Outro aspecto a destacar é o de que em Roraima, embora as taxas de mortalidade por suicídio sejam mais elevadas nos homens, a razão de taxas indígena/não indígena é maior entre mulheres. Tal achado, previamente evidenciado no Amazonas7 e em Mato Grosso do Sul,8 indicativo de maior participação relativa das mulheres na mortalidade por suicídio em contextos indígenas, caracteriza uma especificidade de gênero recorrente nesses grupos étnicos, inclusive noutros países.3,4
Outra distinção sobre a ocorrência do suicídio entre indígenas e não indígenas é a distribuição desse evento por municípios. Em Roraima, tal como no Amazonas7 e em Mato Grosso do Sul,8 os suicídios em indígenas concentram-se em determinados municípios, enquanto os de não indígenas são mais dispersos. Em Roraima, os casos em indígenas ficaram concentrados na capital, Boa Vista, e três cidades vizinhas, que se caracterizaram por apresentar taxas elevadas. Esses municípios presenciaram a maioria dos casos de suicídios entre indígenas. O próprio desenho deste estudo e a escassez de literatura específica sobre o suicídio indígena em Roraima limitam a capacidade de elaborar uma hipótese explicativa para esse achado. Propõe-se a realização de estudos mais refinados, inclusive etnográficos, aptos a investigar a associação entre o suicídio e o processo de urbanização da população indígena do estado.

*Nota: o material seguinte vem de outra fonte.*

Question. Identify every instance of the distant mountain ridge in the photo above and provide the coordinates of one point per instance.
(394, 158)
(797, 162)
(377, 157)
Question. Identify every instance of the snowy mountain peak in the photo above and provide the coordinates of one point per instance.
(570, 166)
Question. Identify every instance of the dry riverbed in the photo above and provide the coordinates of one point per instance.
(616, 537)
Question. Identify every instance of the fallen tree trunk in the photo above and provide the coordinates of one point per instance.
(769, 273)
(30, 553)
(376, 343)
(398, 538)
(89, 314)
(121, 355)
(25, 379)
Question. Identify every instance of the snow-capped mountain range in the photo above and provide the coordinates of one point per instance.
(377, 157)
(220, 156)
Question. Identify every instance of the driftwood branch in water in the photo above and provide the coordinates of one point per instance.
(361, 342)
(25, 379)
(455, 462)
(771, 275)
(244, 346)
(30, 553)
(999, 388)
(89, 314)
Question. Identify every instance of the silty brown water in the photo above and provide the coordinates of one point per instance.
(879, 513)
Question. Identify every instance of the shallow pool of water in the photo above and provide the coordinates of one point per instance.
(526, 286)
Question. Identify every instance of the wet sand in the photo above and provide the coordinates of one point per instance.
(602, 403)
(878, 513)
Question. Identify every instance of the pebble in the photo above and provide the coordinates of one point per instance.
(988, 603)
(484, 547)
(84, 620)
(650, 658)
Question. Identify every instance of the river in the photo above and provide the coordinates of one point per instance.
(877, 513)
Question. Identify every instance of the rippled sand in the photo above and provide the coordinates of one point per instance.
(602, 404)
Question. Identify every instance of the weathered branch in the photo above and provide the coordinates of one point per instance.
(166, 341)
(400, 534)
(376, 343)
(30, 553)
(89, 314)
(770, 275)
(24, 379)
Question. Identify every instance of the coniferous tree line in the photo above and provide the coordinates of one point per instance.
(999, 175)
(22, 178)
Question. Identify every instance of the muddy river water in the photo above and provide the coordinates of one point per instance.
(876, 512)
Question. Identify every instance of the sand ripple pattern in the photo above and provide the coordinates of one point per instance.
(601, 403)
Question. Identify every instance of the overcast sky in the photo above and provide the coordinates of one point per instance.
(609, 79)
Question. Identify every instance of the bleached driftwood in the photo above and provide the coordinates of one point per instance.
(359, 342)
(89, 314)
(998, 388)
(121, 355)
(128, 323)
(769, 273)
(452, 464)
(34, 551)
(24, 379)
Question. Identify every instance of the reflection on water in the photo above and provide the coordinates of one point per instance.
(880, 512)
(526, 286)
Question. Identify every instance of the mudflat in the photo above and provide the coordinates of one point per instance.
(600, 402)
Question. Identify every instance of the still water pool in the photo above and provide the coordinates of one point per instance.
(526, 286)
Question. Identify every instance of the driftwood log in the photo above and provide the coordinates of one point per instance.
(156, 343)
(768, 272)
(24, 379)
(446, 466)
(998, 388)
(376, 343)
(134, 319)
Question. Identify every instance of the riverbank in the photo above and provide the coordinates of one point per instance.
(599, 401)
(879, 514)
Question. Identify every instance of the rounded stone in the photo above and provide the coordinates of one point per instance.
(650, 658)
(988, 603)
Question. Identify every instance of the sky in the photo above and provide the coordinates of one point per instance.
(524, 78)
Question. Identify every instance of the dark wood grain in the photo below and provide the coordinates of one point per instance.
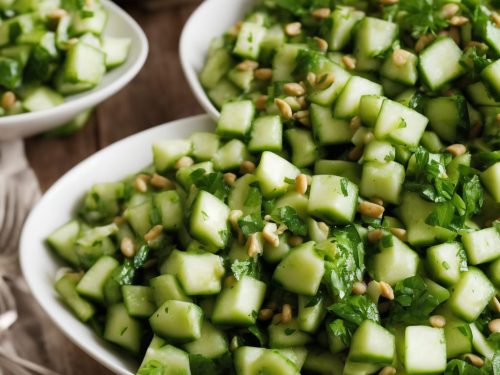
(157, 95)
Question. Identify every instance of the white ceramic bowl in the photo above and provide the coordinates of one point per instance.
(120, 24)
(58, 205)
(211, 19)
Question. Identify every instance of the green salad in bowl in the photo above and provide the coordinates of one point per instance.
(50, 49)
(342, 219)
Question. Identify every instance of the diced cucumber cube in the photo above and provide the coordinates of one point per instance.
(42, 98)
(491, 180)
(216, 67)
(328, 130)
(239, 304)
(66, 288)
(405, 73)
(301, 270)
(249, 40)
(167, 152)
(287, 335)
(371, 343)
(211, 344)
(347, 104)
(177, 321)
(204, 145)
(342, 168)
(425, 350)
(123, 330)
(139, 300)
(236, 119)
(471, 294)
(482, 246)
(63, 241)
(272, 173)
(446, 262)
(92, 283)
(172, 359)
(400, 124)
(383, 180)
(209, 220)
(166, 287)
(198, 273)
(440, 63)
(171, 210)
(116, 50)
(395, 262)
(231, 155)
(381, 152)
(266, 135)
(304, 149)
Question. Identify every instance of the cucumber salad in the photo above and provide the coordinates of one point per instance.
(50, 49)
(342, 218)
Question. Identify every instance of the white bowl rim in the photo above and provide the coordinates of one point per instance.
(25, 257)
(16, 120)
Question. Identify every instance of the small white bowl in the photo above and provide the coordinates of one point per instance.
(211, 19)
(120, 24)
(58, 206)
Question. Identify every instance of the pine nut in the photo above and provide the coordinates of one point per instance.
(161, 182)
(349, 62)
(229, 178)
(293, 89)
(127, 247)
(247, 166)
(311, 78)
(473, 359)
(400, 233)
(386, 290)
(359, 288)
(375, 236)
(321, 44)
(286, 313)
(496, 18)
(400, 57)
(246, 65)
(321, 13)
(184, 162)
(388, 370)
(153, 233)
(261, 102)
(423, 42)
(295, 241)
(301, 184)
(265, 314)
(371, 209)
(302, 117)
(8, 100)
(293, 29)
(141, 183)
(284, 108)
(325, 81)
(253, 246)
(437, 321)
(458, 20)
(456, 149)
(449, 10)
(269, 234)
(234, 216)
(494, 325)
(355, 123)
(263, 74)
(324, 228)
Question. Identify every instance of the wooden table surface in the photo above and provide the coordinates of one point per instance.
(157, 95)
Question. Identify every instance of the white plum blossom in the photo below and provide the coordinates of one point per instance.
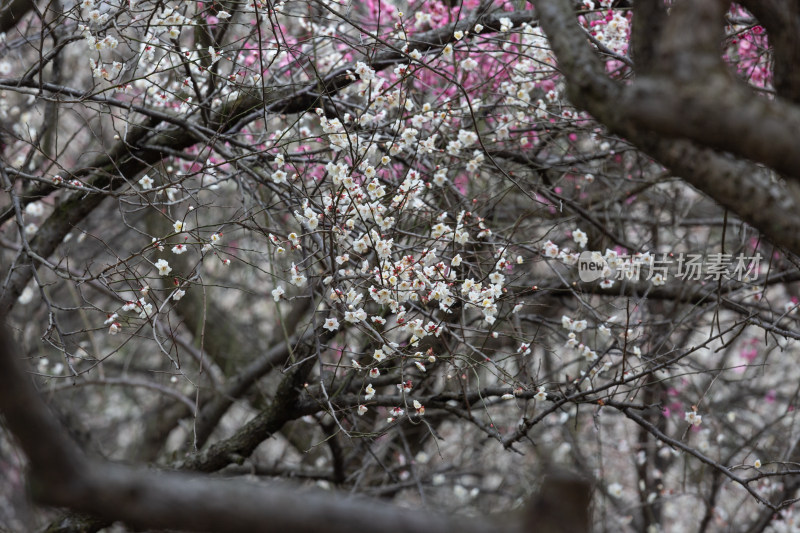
(163, 267)
(580, 238)
(146, 182)
(277, 293)
(693, 418)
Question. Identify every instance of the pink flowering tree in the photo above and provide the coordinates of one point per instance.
(419, 252)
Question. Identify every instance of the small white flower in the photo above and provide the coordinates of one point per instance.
(277, 293)
(379, 355)
(615, 490)
(693, 418)
(146, 182)
(163, 267)
(580, 238)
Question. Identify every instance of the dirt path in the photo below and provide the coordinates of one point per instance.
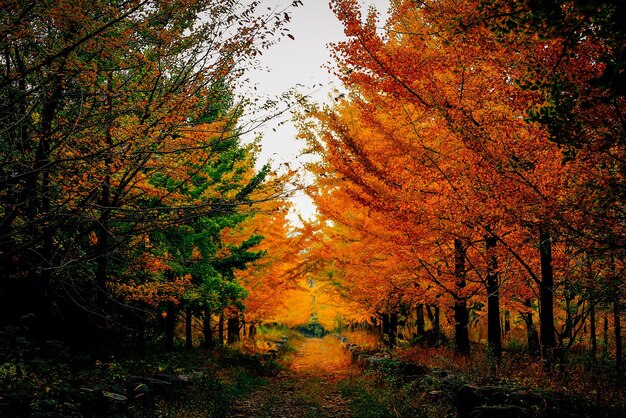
(307, 387)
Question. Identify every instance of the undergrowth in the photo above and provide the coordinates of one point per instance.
(374, 397)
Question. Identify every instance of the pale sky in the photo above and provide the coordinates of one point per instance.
(298, 63)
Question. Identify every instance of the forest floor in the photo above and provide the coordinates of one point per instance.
(306, 387)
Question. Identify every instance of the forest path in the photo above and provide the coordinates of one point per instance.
(307, 387)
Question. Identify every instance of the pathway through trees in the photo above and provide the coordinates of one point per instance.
(307, 387)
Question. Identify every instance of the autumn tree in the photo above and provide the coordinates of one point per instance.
(101, 104)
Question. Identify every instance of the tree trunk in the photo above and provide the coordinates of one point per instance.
(531, 332)
(494, 342)
(206, 329)
(592, 331)
(220, 329)
(384, 319)
(419, 320)
(233, 329)
(618, 336)
(546, 296)
(188, 329)
(605, 329)
(393, 328)
(170, 325)
(141, 336)
(461, 314)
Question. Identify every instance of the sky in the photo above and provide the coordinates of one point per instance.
(298, 63)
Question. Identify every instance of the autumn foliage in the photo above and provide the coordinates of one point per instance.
(472, 163)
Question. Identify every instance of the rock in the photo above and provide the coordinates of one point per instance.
(467, 399)
(494, 395)
(452, 383)
(508, 411)
(441, 373)
(411, 369)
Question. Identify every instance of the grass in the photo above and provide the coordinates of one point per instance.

Foram evidenciadas especificidades na mortalidade por suicídio entre indígenas de Roraima. Essas especificidades, ao que parece extensivas a outros contextos indígenas brasileiros, estão relacionadas a características peculiares dos sujeitos que se matam, a taxas mais elevadas, e à existência de municípios que concentram parte importante dos casos. A compreensão em profundidade dessas especificidades, a serem levadas em consideração na elaboração de políticas específicas de enfrentamento da questão, demanda estudos adicionais.